Hormones produced by the sympathetic-adrenal-medullary axis and hypothalamic-pituitary-adrenal axis have wide-ranging effects across the body. Both axes have been implicated in the links between psychological factors and physical health. SAM activity can be measured by levels of circulating catecholamines—epinephrine and norepinephrine. Negative interactions with one's spouse have been linked to elevated catecholamine levels, both during and after conflict.

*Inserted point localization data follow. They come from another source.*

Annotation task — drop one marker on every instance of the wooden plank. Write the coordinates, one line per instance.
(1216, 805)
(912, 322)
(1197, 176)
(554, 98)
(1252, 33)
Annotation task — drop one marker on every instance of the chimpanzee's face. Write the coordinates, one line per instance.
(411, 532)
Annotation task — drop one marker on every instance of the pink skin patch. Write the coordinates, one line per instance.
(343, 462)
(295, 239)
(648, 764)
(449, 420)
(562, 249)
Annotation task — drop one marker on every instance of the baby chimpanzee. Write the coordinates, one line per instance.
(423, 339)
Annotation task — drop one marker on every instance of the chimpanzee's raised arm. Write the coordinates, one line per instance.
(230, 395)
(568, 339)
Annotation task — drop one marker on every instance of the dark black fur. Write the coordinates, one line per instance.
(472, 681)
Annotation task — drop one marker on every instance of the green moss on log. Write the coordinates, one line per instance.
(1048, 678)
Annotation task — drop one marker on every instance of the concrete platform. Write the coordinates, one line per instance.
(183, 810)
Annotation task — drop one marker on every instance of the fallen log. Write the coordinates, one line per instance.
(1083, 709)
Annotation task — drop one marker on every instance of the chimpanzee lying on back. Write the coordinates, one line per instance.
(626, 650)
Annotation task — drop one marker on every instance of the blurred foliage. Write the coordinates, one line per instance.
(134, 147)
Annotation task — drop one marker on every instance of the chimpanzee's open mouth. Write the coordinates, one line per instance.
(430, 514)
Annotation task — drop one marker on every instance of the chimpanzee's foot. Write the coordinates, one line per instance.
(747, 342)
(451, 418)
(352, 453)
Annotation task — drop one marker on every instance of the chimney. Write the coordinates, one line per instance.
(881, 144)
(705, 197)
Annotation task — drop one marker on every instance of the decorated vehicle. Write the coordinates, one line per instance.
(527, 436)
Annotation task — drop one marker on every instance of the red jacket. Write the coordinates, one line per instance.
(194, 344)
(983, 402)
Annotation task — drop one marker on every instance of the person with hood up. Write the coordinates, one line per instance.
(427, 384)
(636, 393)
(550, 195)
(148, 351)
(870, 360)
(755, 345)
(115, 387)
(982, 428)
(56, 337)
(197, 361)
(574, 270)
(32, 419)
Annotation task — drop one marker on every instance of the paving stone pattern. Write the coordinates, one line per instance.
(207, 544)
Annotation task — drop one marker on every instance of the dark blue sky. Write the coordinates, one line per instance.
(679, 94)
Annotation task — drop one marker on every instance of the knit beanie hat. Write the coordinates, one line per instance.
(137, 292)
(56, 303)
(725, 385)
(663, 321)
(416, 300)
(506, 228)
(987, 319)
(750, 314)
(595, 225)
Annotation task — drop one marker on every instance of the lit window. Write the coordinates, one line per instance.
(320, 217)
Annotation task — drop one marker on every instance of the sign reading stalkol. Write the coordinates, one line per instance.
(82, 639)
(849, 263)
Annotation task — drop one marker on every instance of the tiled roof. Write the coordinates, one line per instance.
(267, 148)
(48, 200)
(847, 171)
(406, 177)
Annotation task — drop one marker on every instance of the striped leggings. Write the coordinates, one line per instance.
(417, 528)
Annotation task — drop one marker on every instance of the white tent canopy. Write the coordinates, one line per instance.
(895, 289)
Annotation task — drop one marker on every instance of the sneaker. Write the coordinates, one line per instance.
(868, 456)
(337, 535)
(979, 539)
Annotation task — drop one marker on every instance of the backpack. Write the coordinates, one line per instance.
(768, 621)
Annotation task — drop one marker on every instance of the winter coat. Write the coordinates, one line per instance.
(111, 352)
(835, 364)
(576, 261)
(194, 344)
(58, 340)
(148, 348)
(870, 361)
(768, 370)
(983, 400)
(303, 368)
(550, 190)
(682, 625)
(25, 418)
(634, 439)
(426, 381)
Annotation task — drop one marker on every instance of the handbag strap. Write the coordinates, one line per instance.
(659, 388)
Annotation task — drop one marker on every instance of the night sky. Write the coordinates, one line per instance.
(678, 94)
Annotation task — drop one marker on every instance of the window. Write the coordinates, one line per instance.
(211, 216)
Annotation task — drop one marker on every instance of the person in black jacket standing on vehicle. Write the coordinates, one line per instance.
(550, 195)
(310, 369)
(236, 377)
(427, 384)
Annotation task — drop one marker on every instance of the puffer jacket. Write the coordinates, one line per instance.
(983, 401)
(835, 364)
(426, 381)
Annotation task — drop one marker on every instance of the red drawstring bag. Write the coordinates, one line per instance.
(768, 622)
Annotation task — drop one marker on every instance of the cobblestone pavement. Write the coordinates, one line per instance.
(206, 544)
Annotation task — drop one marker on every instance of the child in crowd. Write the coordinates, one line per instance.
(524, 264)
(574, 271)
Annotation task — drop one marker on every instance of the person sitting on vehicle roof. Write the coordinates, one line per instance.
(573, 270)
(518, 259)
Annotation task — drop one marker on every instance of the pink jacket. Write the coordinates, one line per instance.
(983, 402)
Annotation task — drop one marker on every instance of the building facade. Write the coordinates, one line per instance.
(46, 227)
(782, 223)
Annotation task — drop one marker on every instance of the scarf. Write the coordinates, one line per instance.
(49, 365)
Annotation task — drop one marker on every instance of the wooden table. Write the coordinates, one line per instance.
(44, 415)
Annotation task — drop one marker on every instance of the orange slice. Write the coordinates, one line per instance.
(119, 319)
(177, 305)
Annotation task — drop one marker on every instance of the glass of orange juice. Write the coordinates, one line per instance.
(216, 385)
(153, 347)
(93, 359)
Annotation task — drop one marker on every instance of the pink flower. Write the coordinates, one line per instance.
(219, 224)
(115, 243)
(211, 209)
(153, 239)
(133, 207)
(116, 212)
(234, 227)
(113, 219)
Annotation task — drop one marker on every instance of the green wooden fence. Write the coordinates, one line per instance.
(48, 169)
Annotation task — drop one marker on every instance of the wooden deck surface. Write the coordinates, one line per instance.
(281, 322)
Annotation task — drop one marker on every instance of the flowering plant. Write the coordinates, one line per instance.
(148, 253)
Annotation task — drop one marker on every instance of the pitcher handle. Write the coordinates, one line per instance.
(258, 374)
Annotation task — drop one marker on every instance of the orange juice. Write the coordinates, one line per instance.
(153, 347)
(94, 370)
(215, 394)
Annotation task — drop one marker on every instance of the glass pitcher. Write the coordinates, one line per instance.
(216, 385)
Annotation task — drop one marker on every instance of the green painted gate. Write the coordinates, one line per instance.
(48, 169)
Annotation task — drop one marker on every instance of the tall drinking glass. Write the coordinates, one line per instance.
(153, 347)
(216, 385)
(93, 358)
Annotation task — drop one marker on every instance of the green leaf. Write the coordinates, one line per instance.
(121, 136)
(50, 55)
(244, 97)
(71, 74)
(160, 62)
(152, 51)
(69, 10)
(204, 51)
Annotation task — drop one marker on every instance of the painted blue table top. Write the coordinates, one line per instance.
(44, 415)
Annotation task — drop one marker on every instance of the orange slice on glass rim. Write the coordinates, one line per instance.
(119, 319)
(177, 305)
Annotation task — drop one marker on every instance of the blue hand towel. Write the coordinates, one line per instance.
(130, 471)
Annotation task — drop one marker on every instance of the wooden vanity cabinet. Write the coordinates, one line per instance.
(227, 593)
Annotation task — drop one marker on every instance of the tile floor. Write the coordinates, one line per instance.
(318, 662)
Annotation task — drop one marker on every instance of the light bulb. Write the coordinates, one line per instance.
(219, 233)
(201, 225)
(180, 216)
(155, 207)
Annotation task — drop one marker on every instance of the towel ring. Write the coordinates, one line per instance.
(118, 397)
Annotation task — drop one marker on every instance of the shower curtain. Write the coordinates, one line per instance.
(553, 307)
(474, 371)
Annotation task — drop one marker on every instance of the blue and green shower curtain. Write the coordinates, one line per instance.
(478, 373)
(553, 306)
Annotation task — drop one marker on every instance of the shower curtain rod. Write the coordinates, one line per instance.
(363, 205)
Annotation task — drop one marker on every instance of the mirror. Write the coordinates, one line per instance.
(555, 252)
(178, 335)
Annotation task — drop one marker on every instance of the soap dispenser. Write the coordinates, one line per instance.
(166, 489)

Daily fluctuations in the level of cortisol—a stress hormone—are an important marker of health; flatter slopes of cortisol change throughout the day are strongly associated with cardiovascular disease and related mortality. Lower marital satisfaction has been linked with flatter cortisol slopes across the day, lower waking levels of cortisol, and higher overall cortisol levels. However a meta-analysis found no relationship between marital quality and cortisol slopes.

Immune pathways

Low marital satisfaction, and hostility during arguments with one's spouse are associated with increased inflammation. Inflammation is part of a healthy response to injury and infection, however chronic and persistent inflammation damages the surrounding tissue. Chronic inflammation is implicated as a central mechanism linking psychosocial factors and diseases such as atherosclerosis and cancer. Beyond inflammation, lower marital quality is also related to poorer functioning of the adaptive immune system. Marital dissatisfaction and hostility during arguments with one's spouse are related to poorer ability to control the Epstein-Barr virus, a latent virus which infects most adults.